MANHO ROPE & WIRE Shows Low Governance Compliance at 13.3% but Initiates Major Improvements with KRW 25B Share Buyback (13.1%) and New Audit Committee, Boosting Shareholder Return Prospects
Governance core indicator compliance rate stands at only 13.3% (2 out of 15 items), indicating serious deficiencies in shareholder protection and management transparency; however, since the extraordinary general meeting in Feb 2026, the company has initiated a full-scale governance overhaul including establishment of an audit committee, appointment of 3 independent directors, and change of fiscal year to December.

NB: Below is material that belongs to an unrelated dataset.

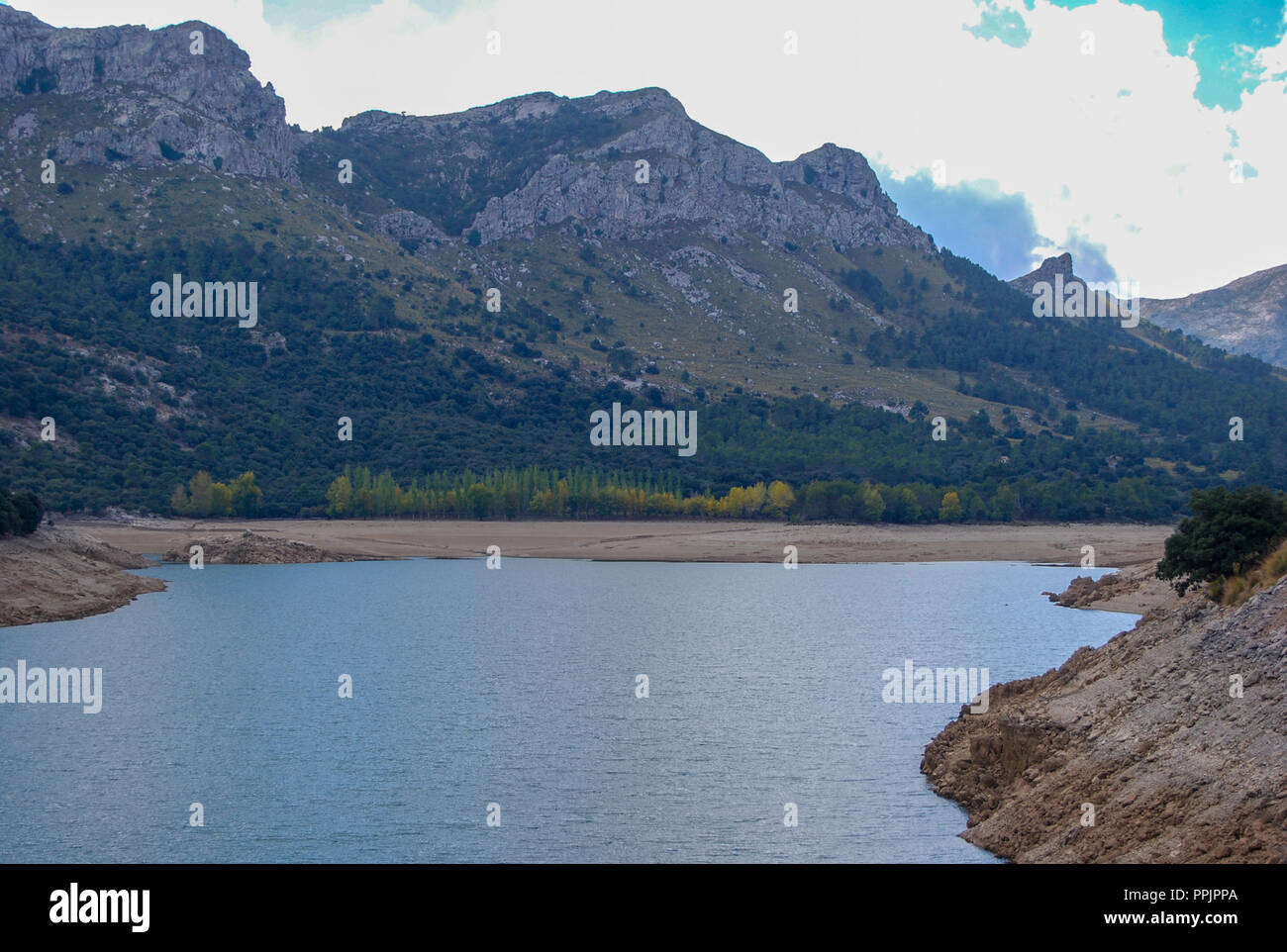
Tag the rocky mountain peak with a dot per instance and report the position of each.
(161, 99)
(1051, 266)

Due to accumulated operating losses over the past three fiscal years, the company has not paid cash dividends; however, it has completed a KRW 25 billion share buyback (representing 13.1% of outstanding shares) and is considering prompt cancellation, which is expected to boost per-share value.
The company was designated as an unfaithful disclosure entity twice (July 2025 for delayed disclosure of management dispute lawsuit, Feb 2026 for delayed disclosure of equity investment), undermining disclosure credibility; measures such as external advisory contracts and internal training are being implemented to prevent recurrence.
The largest shareholder has changed to MH Group Holdings (25% stake), and a co-CEO system (Chairman Ahn Byung-doo and President Lim Kwan-heon) has been launched; all three independent directors (Lee Jung-mook, Sung Ki-hyung, Kim Seung-han) are newly appointed, enhancing board independence and expertise.
Minority shareholder proposals have been actively accepted, with management engaging in dialogue even after some proposals were rejected (e.g., asset revaluation), and plans to introduce quarterly dividends and establish a mid-to-long-term shareholder return policy at the upcoming general meeting, improving dividend predictability.
[AI Summary]Despite operating losses and low governance standards, MANHO ROPE & WIRE has demonstrated strong commitment to governance improvement through massive share buyback and potential cancellation, proactive audit committee establishment, and quarterly dividend introduction. While short-term earnings remain weak, expectations of enhanced shareholder returns could provide positive momentum for the stock price; however, the actual pace of governance reform and earnings recovery will be key.